チェーンソーで彫刻する田辺市龍神村柳瀬のチェーンソーアーティスト、城所ケイジさん(50)は、7500万年前の中生代白亜紀後期に生息していた史上最大のウミガメといわれる「アーケロン」の制作に取り組んでいる。串本海中公園センター水族館(串本町有田)からの制作依頼で、全長4・5㍍の実物大に仕上げる。完成品は来年1月1日から同水族館で展示される。
 アーケロンは地球の歴史の中で最も大きなウミガメで、日本にも生息していたといわれる。同水族館では「子孫に当たる現在のウミガメたちも絶滅の危機に瀕(ひん)している。アーケロンを実物大の彫刻で復活させ、現代のウミガメの状況を紹介して保全活動につなげたい」と今回のプロジェクトを企画。チェーンソーアートの第一人者でもある城所さんが制作を手がけることになり、ことし4月ごろから材料となる木材を購入するなど準備を始めた。県内産のスギを使用し、甲羅、頭部、足、手など7パーツを制作して組み合わせて完成させる。甲羅の幅1・9㍍、前足の部分は約2・5㍍。最も広い部分となる甲羅には古座町で切り出された樹齢約135年のスギが使われる。

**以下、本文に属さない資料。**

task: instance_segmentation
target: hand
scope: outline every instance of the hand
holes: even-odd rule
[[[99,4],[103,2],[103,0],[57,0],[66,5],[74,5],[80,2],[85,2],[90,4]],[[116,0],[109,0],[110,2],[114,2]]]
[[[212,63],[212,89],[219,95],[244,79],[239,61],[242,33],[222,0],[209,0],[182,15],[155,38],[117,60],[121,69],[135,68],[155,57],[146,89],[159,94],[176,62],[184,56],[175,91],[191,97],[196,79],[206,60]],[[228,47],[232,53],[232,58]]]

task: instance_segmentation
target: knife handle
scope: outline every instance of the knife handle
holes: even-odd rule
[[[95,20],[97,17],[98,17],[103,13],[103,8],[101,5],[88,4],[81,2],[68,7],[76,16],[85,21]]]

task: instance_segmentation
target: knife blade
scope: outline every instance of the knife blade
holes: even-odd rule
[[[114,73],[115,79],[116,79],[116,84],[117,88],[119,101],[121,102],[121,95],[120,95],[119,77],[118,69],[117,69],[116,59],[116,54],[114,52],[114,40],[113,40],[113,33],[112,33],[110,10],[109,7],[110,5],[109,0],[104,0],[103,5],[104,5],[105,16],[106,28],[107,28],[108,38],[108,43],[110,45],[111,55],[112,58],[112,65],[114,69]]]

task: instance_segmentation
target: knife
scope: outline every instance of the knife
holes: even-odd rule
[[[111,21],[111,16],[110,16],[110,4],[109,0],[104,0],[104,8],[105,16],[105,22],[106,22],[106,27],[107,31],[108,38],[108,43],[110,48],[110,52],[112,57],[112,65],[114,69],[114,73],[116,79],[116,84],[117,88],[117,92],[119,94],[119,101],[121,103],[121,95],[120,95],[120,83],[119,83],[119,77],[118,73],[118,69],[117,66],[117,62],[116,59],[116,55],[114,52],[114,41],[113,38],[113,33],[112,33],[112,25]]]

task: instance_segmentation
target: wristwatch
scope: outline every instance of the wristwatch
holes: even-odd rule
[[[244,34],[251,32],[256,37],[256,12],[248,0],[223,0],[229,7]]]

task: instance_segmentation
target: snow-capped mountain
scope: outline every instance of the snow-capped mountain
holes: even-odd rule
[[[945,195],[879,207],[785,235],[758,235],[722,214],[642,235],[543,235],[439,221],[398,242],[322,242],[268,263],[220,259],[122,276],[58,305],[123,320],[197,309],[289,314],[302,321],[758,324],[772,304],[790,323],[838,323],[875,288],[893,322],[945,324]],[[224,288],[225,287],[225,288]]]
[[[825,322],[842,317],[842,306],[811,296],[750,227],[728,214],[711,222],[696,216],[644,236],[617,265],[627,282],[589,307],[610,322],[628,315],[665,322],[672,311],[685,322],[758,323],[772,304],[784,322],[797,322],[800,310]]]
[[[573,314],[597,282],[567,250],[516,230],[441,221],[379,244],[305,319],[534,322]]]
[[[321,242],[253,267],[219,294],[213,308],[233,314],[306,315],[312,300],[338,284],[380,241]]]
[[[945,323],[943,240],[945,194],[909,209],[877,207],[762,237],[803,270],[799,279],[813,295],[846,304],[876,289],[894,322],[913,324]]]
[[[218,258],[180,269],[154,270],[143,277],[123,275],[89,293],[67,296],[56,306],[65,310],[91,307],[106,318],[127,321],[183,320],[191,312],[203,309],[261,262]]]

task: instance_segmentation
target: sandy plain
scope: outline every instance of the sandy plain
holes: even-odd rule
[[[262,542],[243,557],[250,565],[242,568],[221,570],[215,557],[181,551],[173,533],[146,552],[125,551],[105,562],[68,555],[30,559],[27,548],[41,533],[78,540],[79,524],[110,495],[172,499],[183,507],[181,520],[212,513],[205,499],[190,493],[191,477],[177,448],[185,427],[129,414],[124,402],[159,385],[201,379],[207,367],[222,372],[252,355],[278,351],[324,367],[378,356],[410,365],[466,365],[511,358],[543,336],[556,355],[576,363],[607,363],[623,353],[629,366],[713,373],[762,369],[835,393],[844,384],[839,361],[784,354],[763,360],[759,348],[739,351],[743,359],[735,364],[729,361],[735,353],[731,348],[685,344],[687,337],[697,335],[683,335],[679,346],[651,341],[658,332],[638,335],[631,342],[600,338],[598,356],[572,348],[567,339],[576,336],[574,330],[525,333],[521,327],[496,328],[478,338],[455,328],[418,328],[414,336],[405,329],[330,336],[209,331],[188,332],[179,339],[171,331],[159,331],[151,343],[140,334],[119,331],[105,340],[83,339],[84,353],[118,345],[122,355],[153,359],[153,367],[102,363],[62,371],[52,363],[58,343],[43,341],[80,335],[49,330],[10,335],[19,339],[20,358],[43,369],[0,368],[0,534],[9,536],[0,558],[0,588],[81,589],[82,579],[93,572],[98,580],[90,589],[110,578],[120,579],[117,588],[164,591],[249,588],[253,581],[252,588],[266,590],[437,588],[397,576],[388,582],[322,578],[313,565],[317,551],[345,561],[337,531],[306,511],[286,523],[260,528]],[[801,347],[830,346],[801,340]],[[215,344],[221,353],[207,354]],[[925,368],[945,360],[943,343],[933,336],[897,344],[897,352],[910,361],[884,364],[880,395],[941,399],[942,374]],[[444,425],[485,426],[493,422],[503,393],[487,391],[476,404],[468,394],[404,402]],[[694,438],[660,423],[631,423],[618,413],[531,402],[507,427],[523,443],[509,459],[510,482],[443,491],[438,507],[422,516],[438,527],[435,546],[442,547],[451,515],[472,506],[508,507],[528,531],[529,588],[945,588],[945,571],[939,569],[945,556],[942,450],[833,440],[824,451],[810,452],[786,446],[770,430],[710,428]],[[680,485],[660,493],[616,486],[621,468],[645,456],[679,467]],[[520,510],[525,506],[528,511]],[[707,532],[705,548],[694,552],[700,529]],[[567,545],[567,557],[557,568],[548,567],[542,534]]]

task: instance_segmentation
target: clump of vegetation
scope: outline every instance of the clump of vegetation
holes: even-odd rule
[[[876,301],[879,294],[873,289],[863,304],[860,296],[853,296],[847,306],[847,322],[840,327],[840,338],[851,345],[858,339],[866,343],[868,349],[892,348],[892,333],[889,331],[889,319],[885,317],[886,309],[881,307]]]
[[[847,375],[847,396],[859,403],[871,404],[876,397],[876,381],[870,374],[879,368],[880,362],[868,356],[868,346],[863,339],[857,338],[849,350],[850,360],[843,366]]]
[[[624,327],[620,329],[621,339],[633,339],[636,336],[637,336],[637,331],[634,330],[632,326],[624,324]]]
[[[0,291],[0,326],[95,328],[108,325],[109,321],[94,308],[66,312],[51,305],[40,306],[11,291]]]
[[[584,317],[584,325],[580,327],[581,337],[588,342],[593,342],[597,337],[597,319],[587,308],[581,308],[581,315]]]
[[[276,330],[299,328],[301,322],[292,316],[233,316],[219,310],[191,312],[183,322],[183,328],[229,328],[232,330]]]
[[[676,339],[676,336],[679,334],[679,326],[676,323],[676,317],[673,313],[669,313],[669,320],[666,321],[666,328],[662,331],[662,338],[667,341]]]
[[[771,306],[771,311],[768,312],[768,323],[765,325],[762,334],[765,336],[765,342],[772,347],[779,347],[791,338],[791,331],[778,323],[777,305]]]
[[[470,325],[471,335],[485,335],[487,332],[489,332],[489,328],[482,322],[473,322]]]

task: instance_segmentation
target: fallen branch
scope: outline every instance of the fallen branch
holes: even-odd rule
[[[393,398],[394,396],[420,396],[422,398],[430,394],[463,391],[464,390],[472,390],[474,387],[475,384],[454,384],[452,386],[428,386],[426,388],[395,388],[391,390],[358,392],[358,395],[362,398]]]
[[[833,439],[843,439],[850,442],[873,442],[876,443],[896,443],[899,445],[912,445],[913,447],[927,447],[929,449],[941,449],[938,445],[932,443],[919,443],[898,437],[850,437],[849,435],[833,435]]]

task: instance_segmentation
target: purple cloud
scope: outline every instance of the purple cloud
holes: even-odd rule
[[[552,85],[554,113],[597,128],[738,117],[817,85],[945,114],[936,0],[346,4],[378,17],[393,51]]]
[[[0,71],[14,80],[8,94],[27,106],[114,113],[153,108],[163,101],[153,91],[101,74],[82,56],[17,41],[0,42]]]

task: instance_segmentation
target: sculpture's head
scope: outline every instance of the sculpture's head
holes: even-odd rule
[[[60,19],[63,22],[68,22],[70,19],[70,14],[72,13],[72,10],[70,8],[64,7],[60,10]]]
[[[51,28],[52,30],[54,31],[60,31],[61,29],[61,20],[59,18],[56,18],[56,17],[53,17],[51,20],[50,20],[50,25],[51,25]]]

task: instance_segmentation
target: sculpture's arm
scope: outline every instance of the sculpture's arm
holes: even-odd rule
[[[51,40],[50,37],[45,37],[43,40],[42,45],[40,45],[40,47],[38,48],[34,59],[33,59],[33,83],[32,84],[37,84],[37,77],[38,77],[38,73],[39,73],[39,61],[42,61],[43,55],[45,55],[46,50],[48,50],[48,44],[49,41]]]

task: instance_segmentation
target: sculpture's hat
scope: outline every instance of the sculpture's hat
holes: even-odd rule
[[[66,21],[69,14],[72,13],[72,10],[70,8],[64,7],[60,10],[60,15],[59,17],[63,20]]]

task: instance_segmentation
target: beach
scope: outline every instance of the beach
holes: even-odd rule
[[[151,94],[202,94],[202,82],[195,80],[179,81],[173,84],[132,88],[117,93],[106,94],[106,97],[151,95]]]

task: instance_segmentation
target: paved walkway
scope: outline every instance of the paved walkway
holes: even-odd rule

 9月に龍神村東の工房で着工式を行われ、チェーンソーを使って作業を始めた。現在は大まかに形が出来上がった状態で、今後細部の作業に入る。作品はなるべく色付けを少なくし、自然の木目を生かすという。名古屋港水族館(名古屋市)にあるアーケロンの化石の複製品を見学するなど実物の形通りに仕上げるよう励んでいる。
 城所さんは「いままで制作した中でも最大級の作品。ぜひ観賞し、絶滅したアーケロンの大きさや、使用している木の大きさを体感してもらいたい」と話している。
 海中公園センターでは来年1月1日から19年12月29日までの2年間、アーケロンの彫刻を展示するとともに保全活動のパネル展、ウミガメ体験イベントなども行われる。